When I met my husband in college, we fell hard for one another. He was the peanut butter to my jelly. We just got each other. We made one another laugh, think and dream. We shared a common faith in Jesus, a love of books and beautiful things, and a vision for a life we wanted. We were in love.
So, naturally, we married young. Just a few months into marriage it became clear that T.’s struggle with pornography, which he had been somewhat honest about while we were dating, didn’t magically disappear once we said, “I do” (contrary to our unfounded belief). I was devastated and scared. I felt betrayed and insecure. We struggled mostly alone and in the dark. T. sought out accountability with a friend and installed computer accountability software and, according to him, that seemed to “do the trick”.

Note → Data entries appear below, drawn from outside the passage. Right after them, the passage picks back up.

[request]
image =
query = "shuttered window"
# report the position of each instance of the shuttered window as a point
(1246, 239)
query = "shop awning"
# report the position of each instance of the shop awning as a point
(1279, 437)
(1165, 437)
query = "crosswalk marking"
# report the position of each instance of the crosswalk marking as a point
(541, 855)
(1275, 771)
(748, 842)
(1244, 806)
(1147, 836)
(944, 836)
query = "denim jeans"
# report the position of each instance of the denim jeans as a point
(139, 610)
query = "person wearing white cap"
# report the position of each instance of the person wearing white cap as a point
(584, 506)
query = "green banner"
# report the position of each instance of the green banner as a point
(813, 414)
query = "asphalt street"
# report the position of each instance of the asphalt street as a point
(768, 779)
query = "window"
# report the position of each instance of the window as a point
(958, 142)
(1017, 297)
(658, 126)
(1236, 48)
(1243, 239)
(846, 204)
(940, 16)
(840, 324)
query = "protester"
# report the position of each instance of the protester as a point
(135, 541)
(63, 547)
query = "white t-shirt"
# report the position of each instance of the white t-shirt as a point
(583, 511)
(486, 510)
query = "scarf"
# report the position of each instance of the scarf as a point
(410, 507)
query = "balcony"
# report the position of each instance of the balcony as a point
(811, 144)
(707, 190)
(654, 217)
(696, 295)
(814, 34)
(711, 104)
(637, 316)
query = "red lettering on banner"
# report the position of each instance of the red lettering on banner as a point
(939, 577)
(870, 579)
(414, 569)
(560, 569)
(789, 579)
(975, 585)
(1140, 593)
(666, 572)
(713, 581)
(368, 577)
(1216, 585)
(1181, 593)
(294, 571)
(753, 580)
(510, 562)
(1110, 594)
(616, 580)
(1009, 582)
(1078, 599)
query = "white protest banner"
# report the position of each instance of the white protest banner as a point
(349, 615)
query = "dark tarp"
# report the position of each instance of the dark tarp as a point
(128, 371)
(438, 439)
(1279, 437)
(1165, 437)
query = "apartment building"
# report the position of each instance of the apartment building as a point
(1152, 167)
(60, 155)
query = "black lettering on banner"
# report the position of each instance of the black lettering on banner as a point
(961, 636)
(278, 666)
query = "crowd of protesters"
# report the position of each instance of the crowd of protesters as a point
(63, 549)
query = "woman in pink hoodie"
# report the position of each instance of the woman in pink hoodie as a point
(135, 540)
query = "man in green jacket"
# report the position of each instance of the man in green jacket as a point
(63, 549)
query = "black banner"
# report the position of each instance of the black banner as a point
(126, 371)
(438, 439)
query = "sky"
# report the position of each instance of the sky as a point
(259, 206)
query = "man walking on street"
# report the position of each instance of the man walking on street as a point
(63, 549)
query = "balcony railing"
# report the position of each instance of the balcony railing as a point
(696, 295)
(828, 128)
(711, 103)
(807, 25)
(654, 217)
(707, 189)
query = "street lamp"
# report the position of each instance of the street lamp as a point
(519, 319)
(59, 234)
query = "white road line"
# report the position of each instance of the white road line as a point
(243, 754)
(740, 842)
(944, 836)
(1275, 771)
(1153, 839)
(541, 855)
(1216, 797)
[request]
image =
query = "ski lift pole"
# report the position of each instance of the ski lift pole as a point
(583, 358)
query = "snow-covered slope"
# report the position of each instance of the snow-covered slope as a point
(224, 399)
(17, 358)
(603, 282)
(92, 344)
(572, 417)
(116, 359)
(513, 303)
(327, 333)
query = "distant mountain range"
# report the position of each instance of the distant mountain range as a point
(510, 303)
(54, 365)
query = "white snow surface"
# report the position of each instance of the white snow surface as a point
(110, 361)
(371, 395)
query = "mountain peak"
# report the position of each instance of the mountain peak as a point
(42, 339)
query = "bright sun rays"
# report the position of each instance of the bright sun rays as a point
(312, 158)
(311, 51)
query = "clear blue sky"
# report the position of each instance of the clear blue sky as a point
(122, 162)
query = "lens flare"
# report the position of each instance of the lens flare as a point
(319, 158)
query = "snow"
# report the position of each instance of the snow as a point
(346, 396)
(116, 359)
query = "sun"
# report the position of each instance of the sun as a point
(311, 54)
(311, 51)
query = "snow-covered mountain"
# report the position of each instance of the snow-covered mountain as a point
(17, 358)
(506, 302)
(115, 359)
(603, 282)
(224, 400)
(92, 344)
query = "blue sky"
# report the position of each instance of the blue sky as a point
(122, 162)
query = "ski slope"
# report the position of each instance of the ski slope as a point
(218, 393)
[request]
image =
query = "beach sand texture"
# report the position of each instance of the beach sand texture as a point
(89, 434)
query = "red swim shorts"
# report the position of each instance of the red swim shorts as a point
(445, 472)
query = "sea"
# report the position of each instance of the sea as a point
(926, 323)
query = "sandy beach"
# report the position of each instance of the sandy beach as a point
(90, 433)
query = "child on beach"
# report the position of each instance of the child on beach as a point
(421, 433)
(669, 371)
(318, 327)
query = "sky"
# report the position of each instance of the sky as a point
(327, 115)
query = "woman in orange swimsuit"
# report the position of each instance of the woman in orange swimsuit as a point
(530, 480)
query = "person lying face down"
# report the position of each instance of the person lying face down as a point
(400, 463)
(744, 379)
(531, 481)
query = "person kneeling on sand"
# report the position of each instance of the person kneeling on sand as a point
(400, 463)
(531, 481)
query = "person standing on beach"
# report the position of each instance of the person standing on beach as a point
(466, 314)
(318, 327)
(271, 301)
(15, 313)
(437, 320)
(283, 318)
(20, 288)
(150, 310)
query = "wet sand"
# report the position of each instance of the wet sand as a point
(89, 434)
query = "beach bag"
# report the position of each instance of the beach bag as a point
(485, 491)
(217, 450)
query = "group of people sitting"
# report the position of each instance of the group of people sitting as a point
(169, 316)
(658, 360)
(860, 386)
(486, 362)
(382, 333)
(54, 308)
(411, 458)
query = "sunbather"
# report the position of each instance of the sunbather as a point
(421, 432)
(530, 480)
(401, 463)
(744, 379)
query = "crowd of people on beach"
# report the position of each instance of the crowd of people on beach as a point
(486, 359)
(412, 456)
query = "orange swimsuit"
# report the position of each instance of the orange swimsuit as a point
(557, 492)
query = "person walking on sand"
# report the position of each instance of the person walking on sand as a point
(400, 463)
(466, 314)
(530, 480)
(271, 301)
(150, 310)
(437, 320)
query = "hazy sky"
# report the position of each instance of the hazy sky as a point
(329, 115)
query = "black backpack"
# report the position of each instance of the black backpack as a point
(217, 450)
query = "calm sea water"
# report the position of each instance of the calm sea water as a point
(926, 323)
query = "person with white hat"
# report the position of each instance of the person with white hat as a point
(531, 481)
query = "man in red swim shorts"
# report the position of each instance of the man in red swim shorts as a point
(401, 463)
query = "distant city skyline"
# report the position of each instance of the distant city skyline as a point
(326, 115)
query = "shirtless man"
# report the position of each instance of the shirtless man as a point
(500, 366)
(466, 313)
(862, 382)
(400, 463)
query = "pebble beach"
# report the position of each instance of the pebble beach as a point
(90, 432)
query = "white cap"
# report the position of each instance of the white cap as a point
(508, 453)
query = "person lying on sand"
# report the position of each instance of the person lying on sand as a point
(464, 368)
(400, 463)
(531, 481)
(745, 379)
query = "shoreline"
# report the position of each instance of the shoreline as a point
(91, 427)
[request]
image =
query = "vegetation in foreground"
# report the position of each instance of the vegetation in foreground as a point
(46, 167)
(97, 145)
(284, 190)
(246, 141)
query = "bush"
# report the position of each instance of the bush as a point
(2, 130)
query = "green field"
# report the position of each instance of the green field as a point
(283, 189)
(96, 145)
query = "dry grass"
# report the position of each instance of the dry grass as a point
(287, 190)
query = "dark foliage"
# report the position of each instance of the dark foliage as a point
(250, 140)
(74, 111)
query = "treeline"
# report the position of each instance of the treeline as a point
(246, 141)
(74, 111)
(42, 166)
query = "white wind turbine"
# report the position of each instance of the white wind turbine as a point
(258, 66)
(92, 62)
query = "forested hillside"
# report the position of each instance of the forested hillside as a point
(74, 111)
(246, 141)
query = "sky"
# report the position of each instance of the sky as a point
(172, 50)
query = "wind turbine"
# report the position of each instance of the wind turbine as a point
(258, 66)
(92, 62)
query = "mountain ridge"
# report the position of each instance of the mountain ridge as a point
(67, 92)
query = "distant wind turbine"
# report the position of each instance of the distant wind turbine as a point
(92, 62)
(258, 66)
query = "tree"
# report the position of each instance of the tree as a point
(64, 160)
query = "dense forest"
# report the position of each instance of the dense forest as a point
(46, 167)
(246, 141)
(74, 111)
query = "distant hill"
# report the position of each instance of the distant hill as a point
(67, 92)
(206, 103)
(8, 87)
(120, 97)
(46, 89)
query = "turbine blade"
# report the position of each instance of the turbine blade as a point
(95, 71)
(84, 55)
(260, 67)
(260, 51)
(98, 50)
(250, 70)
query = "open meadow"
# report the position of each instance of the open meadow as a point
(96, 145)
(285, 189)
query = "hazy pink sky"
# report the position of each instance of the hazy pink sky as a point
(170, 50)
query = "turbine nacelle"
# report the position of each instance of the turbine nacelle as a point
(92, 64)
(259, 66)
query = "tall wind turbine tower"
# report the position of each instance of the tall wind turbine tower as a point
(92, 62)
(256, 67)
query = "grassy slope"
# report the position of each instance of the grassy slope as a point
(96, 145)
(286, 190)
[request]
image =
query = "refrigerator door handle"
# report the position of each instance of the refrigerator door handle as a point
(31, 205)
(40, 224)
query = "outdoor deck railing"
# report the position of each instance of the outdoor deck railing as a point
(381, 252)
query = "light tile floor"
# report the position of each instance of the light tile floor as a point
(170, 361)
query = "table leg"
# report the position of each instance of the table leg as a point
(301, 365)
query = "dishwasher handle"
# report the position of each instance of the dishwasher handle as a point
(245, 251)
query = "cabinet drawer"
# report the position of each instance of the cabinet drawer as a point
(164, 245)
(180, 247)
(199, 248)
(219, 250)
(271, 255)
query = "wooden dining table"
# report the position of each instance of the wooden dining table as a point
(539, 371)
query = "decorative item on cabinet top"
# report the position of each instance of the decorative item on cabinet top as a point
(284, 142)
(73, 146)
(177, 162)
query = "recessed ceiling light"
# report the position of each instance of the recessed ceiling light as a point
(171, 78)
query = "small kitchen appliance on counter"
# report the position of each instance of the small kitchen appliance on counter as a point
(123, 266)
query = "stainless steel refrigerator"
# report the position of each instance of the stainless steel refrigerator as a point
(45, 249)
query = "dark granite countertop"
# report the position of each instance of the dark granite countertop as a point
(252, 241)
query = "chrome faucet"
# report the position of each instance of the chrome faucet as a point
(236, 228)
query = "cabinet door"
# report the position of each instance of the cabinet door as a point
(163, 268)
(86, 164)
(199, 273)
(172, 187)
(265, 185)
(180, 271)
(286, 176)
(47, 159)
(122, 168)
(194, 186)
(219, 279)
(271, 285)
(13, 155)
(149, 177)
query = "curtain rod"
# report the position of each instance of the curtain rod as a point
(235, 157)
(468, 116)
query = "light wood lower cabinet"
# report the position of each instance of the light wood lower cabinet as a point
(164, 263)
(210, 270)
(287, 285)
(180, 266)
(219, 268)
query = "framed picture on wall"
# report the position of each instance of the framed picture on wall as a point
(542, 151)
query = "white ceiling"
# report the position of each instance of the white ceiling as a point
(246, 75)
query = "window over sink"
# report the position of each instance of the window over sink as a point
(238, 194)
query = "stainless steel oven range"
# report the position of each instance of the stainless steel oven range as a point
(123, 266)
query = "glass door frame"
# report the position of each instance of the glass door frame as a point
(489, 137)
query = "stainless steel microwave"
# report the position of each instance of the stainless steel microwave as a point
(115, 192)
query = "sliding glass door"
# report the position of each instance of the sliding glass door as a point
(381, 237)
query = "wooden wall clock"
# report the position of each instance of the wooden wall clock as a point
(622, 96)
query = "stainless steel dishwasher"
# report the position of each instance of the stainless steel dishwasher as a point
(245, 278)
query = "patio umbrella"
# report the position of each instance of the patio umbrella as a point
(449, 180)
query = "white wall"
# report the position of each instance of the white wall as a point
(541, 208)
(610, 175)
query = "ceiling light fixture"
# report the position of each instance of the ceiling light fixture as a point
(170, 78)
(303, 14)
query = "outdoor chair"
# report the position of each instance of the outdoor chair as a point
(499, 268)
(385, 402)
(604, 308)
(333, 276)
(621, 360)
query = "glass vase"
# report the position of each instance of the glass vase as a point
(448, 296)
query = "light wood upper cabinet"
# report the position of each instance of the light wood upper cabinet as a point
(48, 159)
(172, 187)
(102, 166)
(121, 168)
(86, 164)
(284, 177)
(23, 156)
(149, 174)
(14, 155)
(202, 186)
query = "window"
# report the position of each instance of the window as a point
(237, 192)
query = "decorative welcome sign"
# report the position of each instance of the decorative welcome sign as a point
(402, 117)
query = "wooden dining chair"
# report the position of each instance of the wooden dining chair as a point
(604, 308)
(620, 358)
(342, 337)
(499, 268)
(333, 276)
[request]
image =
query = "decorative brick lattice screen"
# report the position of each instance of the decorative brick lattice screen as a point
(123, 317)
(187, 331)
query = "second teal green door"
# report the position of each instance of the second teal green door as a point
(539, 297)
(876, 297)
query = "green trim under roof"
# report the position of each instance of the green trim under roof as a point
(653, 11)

But then a year later, something showed up on the accountability report. He lied about it at first and then confessed he had been looking again. Again I was heartbroken and terrified. Was this going to be my life? I didn’t sign up for this. It didn’t feel like the faithfulness I was promised. But he cried tears and promised with new resolve to never look again.
I wanted so badly to believe him. I didn’t know about healthy boundaries so instead I just created rules to try to manage him and his time and whereabouts so I would feel safe. Which I didn’t. I struggled with lots of anxiety. I struggled with shame. He assured me his struggle with pornography didn’t have to do with me not being enough, but I couldn’t really buy that. I looked in the mirror and compared myself to the ultra-sexy images I imagined he was indulging in and I knew I could NEVER measure up to that. But I tried.
At the time, I wondered if we should go to counseling, but he assured me that he really felt like he had it under control. And I wanted to believe that. Months and years passed uneventfully with regards to pornography and it began to feel like it was in our rear view mirror. We enjoyed adventuring together around the world, making dear friends and happy memories. We had just settled down back near our families and started a family of our own. Having a baby with my best friend was sweeter than I imagined. I loved watching him become a father.
And then, just six weeks after welcoming our 2nd child into the world, the life I thought we had unraveled. It was a Sunday afternoon. He had been outside on the phone and came inside visibly distressed. He sat down beside me at the dining table where I was writing thank you notes for baby gifts we’d been given. He told me his name was on “the Ashley Madison list” which meant nothing to me at the time as I had never heard of the website or “the list”—I had gotten off Facebook a year or two prior, plus at this particular moment I was sleep deprived and my world revolved around nursing schedules. I did a quick search on my laptop… “Life is short. Have an affair.”
WTF.
I think I laughed. It seemed ridiculous that such a website existed, and I knew my husband (of all people!) wouldn’t have registered for such a thing.
He assured me it was a fraud, which I heartily believed. But, he seemed very unsettled and as I sensed his unease, I gradually began to feel my assurance slipping. The next morning the anxiety in our house was heavy, and I prayed that God would bring to light anything that T. was hiding in the darkness.
He heard me.
Only an hour or so after leaving for work that morning, T. called and said he was coming back home to talk to me. I was playing with my toddler at the time, and I hit my knees in his bedroom. I begged God that what I somehow knew was coming would not be coming. But it came. T. walked in with a pastor from our church and dropped a bomb that shattered everything I thought was real. He told me his struggle with pornography had never ended, and that it had escalated to visiting strip clubs to meeting up with women he found on the internet for sex. He had been living a double life. He had been lying to me for years.
I laughed a nervous, disbelieving laugh. I was shaking. I looked at this man I loved so dearly, and my heart broke for him and the darkness he was in. I asked a couple of random questions, though thousands more would be tormenting in the days and nights ahead. And then I packed up my babies and my bags and left him. And that was the beginning of my journey, following the pillar through indescribable pain toward what I could not imagine at the time—freedom and healing.